MYSELF: “No one denies that such a picture in the mind haunts men their whole lives through, though, after they have once experienced loss and incompletion, and especially when they have caught sight a long way off of the Barrier which ends all our experience, they recognise that picture for a cheat; and surely nothing can save it? That which reasons in us may be absolute and undying; for it is outside Time. It escapes the gropings of the learned, and it has nothing to do with material things. But as for all those functions which we but half fulfil in life, surely elsewhere they cannot be fulfilled at all? Colour is for the eyes and music is for the ears; and all that we love so much comes in by channels that do not remain.”
He: “Yet the Desire can only be for things that we have known; and the Desire, as you have said, is a proof of the thing desired, and, but for these things which we know, the words ‘joy’ and ‘contentment’ and ‘fulfilment’ would have no meaning.”
MYSELF: “Why yes; but, though desires are the strongest evidence of truth, yet there is also desire for illusions, as there is a waking demand for things attainable, and a demand in dreams for things fantastic and unreal. Every analogy increasingly persuades us, and so does the whole scheme of things as we learn it, that, with our passing, there shall also pass speech and comfortable fires and fields and the voices of our children, and that, when they pass, we lose them for ever.”
He: “Yet these things would not be, but for the mind which receives them; and how can we make sure what channels are necessary for the mind? and may not the mind stretch on? And you, since you reject my guess at what may be reserved for us, tell me, what is the End which we shall attain?”

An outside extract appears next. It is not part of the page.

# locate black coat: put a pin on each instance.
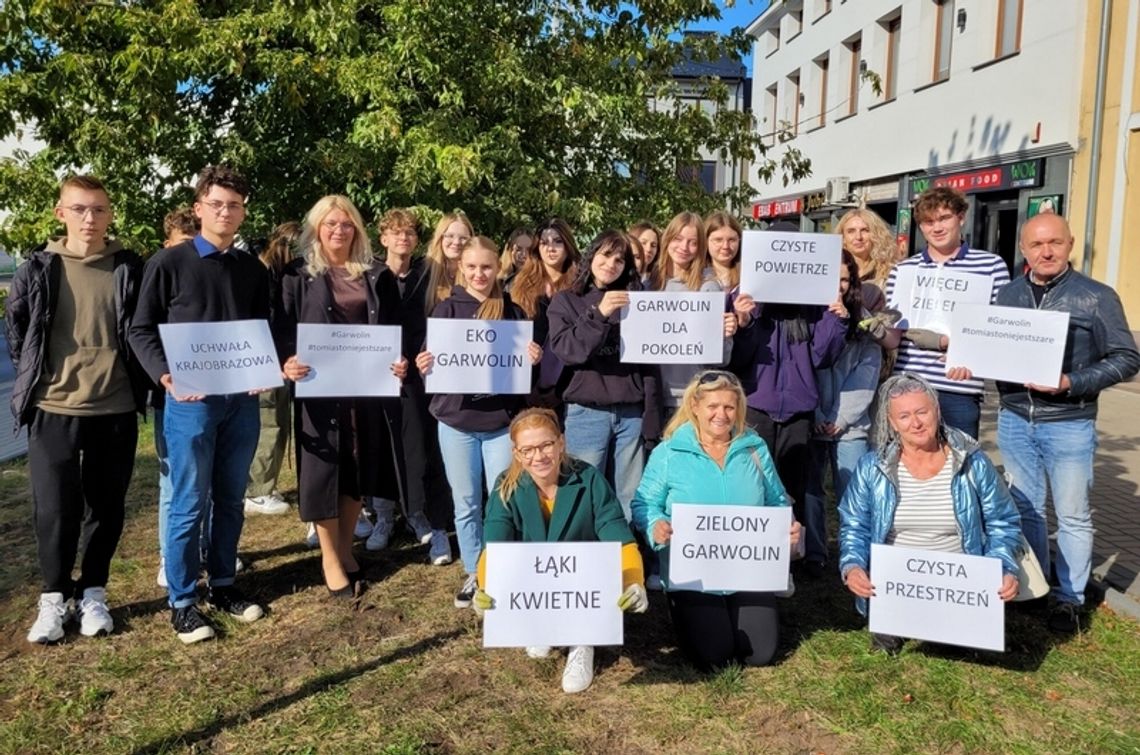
(31, 308)
(306, 299)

MYSELF: “Salva fide, I cannot tell.”
Then he continued and said: “I have too long considered these matters for any opposition between one experience and another to affect my spirit, and I know that a long and careful inquiry into any matter must lead the same man to opposing conclusions; but, for my part, I shall confidently expect throughout that old age, which is not far from me, that, when it ceases, I shall find beyond it things similar to those which I have known. For all I here enjoy is of one nature; and if the life of a man be bereft of them at last, then it is falsehood or metaphor to use the word ‘eternal.’”
“You think, then,” said I, “that some immortal part in us is concerned not only with our knowledge, but with our every feeling, and that our final satisfaction will include a sensual pleasure: fragrance, and landscape, and a visible home that shall be dearer even than these dear hills?”
“Something of the sort,” he said, and slightly shrugged his shoulders. They were broad, as he sat beside me staring at the fire. They conveyed in their attitude that effect of mingled strength and weariness which is common to all who have travelled far and with great purpose, perpetually seeking some worthy thing which they could never find.